Spontaneous magnetic field discovered in a new superconducting compound by UJ researcher and international collaborators
Date: Sep 1, 2015 | News
Doubly-surprising behaviour in an intermetallic compound cooled down to almost zero temperature was recently published by collaborating researchers from the University of Johannesburg, ISIS at the Rutherford Appleton Laboratory, Aoyama-Gakuin University in Japan and Max Planck Institute Dresden in Nature Scientific Reports, as part of their study of the frontiers in condensed matter physics.
Below the critical temperature in a superconductor, electrons dramatically start to conduct electrical current with apparent zero resistance. This is one of the most intensively studied phenomena in science and remains enigmatic more than 100 years after its discovery.
When a conventional superconductor is cooled to temperatures close to the absolute zero of temperature, it acquires the state of perfect diamagnetism: the material completely expels incoming magnetic flux by screening magnetic fields from the internal volume of the superconductor.
In the traditional understanding of superconductors, this perfect shielding of magnetic fields is the definitive test of superconductivity.
In addition, muon spin resonance is an extremely sensitive probe of magnetism and magnetic fields in matter.
The researchers, including Prof André M Strydom from the University of Johannesburg, chose muon spin resonance as one of the methods to study the new intermetallic superconductor Y5Rh6Sn18.
Prof Strydom is Research Professor in the Highly Correlated Matter Research Group at the UJ Department of Physics.
A double surprise awaited the experimenters when they found a magnetic field arising just inside the superconducting phase of this compound.

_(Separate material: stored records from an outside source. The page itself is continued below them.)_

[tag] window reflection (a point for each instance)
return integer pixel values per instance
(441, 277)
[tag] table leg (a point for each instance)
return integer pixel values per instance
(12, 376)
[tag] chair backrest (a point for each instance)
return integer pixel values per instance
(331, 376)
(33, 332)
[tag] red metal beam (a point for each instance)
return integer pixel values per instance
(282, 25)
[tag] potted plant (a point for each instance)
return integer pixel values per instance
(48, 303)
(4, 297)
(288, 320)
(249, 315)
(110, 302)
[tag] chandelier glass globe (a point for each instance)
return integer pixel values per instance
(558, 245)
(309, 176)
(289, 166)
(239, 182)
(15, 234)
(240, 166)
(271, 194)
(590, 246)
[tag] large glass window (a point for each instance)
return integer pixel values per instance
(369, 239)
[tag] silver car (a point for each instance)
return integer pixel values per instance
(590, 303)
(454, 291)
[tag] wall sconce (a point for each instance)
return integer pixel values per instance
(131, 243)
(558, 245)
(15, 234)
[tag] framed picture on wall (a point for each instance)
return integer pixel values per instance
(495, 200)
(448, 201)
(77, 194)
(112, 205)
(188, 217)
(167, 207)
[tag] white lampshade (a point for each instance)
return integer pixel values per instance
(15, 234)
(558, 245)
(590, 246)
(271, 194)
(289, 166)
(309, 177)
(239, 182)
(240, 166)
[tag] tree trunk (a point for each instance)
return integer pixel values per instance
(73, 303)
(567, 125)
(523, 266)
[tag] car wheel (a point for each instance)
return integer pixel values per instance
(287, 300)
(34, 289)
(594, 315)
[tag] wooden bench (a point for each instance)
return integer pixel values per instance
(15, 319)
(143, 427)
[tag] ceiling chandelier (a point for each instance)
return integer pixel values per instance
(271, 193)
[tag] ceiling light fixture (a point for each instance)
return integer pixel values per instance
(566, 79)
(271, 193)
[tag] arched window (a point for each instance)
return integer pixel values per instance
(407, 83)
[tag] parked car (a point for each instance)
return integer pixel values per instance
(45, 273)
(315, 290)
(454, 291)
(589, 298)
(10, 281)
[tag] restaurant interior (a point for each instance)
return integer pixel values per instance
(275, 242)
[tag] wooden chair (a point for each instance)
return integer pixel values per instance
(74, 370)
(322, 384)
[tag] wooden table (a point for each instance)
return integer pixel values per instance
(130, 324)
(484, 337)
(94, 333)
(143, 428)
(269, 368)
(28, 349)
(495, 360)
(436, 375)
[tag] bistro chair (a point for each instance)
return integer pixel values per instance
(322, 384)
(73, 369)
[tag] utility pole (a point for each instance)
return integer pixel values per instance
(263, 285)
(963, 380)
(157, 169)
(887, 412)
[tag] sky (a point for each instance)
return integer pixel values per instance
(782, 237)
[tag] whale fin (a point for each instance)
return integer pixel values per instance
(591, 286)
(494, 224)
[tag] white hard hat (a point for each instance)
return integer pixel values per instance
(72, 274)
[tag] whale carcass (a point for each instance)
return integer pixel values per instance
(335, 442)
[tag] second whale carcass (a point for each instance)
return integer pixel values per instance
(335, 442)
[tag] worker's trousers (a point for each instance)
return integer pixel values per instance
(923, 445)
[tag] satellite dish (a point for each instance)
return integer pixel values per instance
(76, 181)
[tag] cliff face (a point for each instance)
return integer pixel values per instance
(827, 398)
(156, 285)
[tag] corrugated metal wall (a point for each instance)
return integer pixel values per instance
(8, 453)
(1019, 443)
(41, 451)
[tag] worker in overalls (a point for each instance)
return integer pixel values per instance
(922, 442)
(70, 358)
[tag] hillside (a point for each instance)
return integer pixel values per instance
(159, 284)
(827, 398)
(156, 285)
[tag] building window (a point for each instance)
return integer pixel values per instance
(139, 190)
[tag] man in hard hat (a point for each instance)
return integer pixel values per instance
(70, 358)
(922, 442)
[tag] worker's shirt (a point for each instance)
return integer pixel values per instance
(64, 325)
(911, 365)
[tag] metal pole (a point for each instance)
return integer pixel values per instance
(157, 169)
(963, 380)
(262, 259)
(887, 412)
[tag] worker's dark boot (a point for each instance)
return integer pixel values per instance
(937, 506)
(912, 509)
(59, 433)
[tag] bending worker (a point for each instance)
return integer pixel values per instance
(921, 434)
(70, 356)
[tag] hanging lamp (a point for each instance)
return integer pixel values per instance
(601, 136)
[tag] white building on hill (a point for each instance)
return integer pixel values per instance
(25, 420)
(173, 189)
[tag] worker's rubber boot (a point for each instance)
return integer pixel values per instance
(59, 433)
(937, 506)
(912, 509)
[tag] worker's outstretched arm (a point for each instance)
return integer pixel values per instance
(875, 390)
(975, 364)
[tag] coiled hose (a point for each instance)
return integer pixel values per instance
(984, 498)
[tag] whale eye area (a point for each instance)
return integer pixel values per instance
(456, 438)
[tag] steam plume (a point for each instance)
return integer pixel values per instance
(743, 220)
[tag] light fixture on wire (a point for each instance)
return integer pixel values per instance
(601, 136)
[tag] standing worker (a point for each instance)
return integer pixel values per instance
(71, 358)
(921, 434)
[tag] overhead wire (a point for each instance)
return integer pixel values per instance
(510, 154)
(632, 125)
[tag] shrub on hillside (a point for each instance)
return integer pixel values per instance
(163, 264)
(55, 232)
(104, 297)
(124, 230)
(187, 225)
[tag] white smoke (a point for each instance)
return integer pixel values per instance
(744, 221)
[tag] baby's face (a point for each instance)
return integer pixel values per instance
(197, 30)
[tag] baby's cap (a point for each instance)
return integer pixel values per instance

It was completely unexpected because magnetic fields and superconductivity are mutually exclusive due to the screening effect.
Even more intriguing, none of the three elements in this tetragonal intermetallic compound are themselves chemical elements that produce magnetic fields. Because of this, finding a spontaneously arising magnetic field in the compound is even more unexpected.
The researchers found a superconducting ground state in the compound that supports magnetic fields, which presents a rare case of broken time-reversal symmetry states. Broken time-reversal symmetry states have also been proposed in the high-temperature class of superconductors.
Since mixed-symmetry states in superconducting compounds may produce spontaneous currents and magnetic moments, further research into the compound may reveal more surprising properties.
The research article, Unconventional superconductivity in Y5Rh6Sn18 probed by muon spin relaxation, was published in Nature Scientific Reports (SREP) in August 2015. Nature SREP is an online journal from the Nature Publishing Group, which publishes primary research from all areas of the natural and clinical sciences.